Honda last month announced it would begin installing “an innovative new passenger front airbag technology” in new vehicles starting in 2020.
Honda spokeswoman Jessica Pawl confirmed it “will be standard on the vehicle it debuts on, as well as future vehicles in which it is implemented.”
Honda said the new three-chamber airbag was meant to address more frontal crash scenarios than a traditional airbag.
“It is particularly beneficial in angled frontal impacts in which lateral collision forces can cause an occupant’s head to rotate severely or slide off the airbag, increasing the chance of serious injury,” the OEM wrote in a news release Aug. 23.
Honda likened the design to a “baseball catcher’s mitt.”
“Unlike conventional airbag systems that rely on a single inflatable compartment, the new system utilizes four major components: three inflated compartments — a center chamber and two outward-projecting side chambers that create a wide base across the dash — along with a ‘sail panel’ that stretches between the two side chambers at their outermost edge,” the OEM wrote. “Operating something like a baseball catcher’s mitt, the sail panel catches and decelerates the occupant’s head while also engaging the side chambers, pulling them inward to cradle and protect the head, mitigating the potential for injury.”
Honda said it worked with Autoliv and studied “real-world crash events” to create the airbag.
“This new airbag technology represents Honda’s continuing effort to advance safety performance in a wider variety of crash scenarios and reflects the innovative thinking that our engineers are bringing to the challenge of reducing traffic injuries and fatalities,” Honda R&D Americas President Jim Keller said in a statement. “Guided by Honda’s ‘Safety for Everyone’ commitment, our engineers recognize that their work on this type of breakthrough safety technology will have far-reaching effects on peoples’ lives for many years to come.”

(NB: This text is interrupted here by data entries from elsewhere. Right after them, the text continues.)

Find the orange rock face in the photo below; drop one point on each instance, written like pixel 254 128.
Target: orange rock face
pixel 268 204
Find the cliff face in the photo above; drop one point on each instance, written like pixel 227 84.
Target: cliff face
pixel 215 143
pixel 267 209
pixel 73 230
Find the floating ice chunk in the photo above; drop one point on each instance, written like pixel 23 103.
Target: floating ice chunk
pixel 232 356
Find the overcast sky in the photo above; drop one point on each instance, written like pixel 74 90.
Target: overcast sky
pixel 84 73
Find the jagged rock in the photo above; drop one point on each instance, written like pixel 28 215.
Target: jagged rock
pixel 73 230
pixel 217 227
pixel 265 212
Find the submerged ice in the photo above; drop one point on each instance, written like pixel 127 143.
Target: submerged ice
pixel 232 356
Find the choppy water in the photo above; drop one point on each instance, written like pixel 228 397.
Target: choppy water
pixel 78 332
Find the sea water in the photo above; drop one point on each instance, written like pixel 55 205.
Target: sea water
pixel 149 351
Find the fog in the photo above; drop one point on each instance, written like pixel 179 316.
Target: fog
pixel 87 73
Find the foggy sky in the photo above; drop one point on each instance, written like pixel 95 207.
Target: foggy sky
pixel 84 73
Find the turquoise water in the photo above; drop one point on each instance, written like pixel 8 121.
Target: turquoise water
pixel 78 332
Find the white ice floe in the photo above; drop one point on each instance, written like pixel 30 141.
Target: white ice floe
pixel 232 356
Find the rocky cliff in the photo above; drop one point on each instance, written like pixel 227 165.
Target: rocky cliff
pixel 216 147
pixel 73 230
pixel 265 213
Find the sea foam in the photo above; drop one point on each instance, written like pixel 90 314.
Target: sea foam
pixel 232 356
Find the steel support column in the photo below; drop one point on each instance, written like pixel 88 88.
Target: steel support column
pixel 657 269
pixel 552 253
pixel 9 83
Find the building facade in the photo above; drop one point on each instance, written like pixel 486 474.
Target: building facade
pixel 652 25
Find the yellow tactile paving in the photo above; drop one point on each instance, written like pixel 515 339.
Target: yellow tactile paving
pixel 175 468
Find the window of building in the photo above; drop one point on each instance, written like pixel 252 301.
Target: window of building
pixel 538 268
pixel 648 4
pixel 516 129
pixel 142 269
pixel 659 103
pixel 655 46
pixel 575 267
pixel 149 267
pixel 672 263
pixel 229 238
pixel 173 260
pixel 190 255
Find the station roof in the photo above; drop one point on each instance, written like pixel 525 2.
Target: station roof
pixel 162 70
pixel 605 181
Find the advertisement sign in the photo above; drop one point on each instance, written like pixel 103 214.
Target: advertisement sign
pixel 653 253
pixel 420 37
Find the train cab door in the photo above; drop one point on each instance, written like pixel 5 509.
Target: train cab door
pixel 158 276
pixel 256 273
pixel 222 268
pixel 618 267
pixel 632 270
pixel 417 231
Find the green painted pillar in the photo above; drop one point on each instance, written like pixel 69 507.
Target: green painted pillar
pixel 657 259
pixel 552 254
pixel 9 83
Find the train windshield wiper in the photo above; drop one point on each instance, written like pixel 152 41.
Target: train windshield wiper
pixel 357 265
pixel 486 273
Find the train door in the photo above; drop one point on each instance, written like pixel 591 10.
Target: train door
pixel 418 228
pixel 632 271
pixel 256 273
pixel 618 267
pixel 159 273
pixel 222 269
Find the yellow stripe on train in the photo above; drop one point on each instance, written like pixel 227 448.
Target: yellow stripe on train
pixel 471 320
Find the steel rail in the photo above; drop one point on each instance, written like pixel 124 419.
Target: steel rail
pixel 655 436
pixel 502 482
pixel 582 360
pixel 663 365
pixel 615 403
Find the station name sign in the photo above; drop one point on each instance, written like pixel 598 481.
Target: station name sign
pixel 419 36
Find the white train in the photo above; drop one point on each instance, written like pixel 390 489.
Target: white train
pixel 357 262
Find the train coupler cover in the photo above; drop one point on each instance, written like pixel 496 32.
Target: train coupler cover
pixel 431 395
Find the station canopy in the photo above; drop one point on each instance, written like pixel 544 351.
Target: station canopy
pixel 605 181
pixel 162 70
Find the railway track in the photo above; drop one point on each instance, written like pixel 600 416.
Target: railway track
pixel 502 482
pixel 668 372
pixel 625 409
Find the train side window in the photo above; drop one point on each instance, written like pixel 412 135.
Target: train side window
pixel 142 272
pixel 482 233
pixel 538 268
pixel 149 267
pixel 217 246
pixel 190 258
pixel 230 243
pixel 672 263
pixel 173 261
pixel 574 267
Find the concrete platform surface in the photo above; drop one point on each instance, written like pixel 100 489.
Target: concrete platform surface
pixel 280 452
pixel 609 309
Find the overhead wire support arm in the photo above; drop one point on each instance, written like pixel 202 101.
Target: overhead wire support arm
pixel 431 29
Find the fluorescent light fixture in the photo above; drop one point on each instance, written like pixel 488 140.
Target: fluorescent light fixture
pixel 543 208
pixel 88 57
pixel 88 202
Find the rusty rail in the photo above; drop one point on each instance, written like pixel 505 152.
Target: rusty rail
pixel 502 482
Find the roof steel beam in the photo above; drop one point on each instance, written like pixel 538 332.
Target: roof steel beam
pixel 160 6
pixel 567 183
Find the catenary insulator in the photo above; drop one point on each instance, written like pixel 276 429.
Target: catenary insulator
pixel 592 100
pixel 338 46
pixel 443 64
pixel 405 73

The news release raises the question of if the new airbag format would add severity to a collision repair but save insurers money on bodily injury or other medical claims.
Pawl said she couldn’t at this time share information on the cost of the new airbag compared to a traditional one.
The airbags for now are limited to the passenger-side of the vehicle, Pawl confirmed.
“Honda’s new airbag is specifically a passenger front airbag and is being introduced based on its readiness for the mass market,” she wrote.
“The design, mechanics and packaging of a driver’s bag are substantially different, but that’s something we are continuing to work on.”
Asked if the vehicles would spread to Acuras and if any vehicles would be left out of the rollout, Pawl replied: “This technology needs to be integrated with the fundamental vehicle design and so it’s something that will be tied to major new model launches, which is a process that will take a number of years. I can’t really be more specific than that.”
Safety through ADAS, self-driving tech
Honda also Aug. 23 provided an update on the rollout of its advanced driver assistance system suites Honda Sensing and AcuraWatch, systems which are likely to erode collision repair frequency — and even severity.
Honda in 2018 reported that an Insurance Institute for Highway Safety study of “more than 327,000 total insured vehicle years” of 2016 Accords, Civics and Pilots found lower frequency and lower repair orders.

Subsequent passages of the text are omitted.